I checked for null values and there were 4000+ rows which had missing values. I left it as it because it was very small percentage of the train data set. (Wanted to come back to it, didn’t get time)
After this I started creating features. Features which improved my score were (1,0,-1 values) :- comparison of 3 days moving average with other moving averages, comparison of 5 days moving average with other moving averages and sum of these comparison value. I created this to use price movement direction based on moving averages. After creating this, my model was giving a score of 0.677(approx.) on public leaderboard.
I think that hardest part in any mini-hackathon is to create features. It takes some thinking and not every feature you create will add values. But, it is important to keep on doing it even if first few features are not able to improve your model.
Solution: Code File
Rank 1, Akash Gupta
Akash Gupta is a final year student at IIT Roorkee. Akash is one of the most competitive students we have come across on Analytics Vidhya. He fetched his last win in The Ultimate Student Hunt competition by securing 5th rank.
Find out what’s his secret for winning this minihack.
Initialization: I started out by trying a basic xgboost model using the given features and filling the missing values with -1. I generally start with xgboost because of its speed and good scores. I had removed the ID and timestamp features.
Cross Validation: To set up a quick cross validation, I randomly sampled out 10% of the dataset and set that up as the eval data. I had planned to write for timestamp-based partitioning later. But the initial eval scores for this setup were similar to the ones I got on the public leaderboard, so I persisted with this setup.
On plotting the feature importances using the default set of features, I realized that the MA features were not contributing much. Also, to me using the absolute values of these features was not intuitive. Removing these gave me an improvement in the eval score as well as the public leaderboard score. Then I removed the volume traded feature because it was also having a low contribution and removing it gave me an improvement in both eval and public lb. Later, I created 3 new features:
- difference between three day moving average and five day moving average
- difference between five day moving average and ten day moving average
- difference between positive directional movement and negative directional movement I added these features one by one and saw an improvement in both the eval and public lb scores.
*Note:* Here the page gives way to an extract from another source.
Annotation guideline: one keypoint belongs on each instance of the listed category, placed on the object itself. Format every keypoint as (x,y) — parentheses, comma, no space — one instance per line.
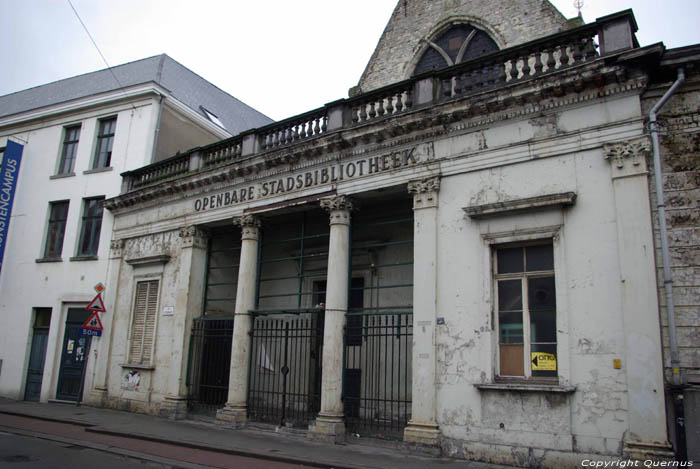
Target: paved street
(193,444)
(32,443)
I tried creating a feature for differnce between three day moving average of nth day minus the three day moving average of (n-1)th day. This gave me improvement in eval dataset, but not on the public lb. Possibily this had overfit the data, so I removed this feature.
I usually start with shallow trees (max depth 3). I prefer to use shallow trees because they dont tend to overfit. I tried increasing the max depth to 4 and 5, but that made the scores worse for public lb. So I stuck to using max depth 3.
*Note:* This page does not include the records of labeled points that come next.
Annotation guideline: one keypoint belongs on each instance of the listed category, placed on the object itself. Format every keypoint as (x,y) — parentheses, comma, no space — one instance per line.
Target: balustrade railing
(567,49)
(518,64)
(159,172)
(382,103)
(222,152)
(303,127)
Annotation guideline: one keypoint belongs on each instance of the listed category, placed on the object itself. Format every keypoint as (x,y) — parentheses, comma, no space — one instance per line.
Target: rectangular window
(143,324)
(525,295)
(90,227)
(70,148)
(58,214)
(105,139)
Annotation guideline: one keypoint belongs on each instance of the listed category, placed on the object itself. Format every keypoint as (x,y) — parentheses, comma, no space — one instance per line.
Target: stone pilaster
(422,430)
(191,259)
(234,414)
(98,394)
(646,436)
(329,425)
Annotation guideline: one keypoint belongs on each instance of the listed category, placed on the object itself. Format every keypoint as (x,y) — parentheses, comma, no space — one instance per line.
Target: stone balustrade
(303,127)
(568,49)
Initially, I set the min_child_weight to 1000 because of the high number of data points. Later I moved it to 1500 and 500 and saw that 500 gave me a better score. Decreasing further to 300 didnt help so I stuck with 500.
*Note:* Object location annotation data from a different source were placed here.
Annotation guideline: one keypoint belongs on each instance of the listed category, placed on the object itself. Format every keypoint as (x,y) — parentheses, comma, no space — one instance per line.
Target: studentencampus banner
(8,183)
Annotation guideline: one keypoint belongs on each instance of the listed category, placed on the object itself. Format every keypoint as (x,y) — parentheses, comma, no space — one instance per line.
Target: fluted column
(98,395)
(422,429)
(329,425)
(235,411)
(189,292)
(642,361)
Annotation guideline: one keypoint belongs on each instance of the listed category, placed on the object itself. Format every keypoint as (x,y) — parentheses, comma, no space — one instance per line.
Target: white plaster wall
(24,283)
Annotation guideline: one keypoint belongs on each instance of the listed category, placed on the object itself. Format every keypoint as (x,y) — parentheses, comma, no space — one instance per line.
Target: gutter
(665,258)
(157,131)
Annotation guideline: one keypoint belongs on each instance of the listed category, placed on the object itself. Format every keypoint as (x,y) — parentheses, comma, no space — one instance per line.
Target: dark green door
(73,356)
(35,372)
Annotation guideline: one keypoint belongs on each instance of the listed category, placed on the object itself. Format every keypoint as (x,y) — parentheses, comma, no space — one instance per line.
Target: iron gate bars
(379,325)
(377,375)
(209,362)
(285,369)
I set up the early stopping parameter to 50, i.e. if the eval score doesnt improve in 50 rounds, stop training further. The learning rate was initially set to 0.05 and num rounds were initially set to 1500. But this was very slow and the score was improving even after 1500 rounds. So I changed the learning rate to 0.2 and reduced the num rounds to 800. This gave me stopping near the 600th round and quicker training as a result.
Well, thats it, I did not have the time to try ensemble models which I believe could have improved the score further.
- Keep all the files(python script, train.csv and test.csv) in the same directory and set the working directory to that directory.
- Run the script by command: python try1.py.
- The submission is saved as submission_xgb.csv.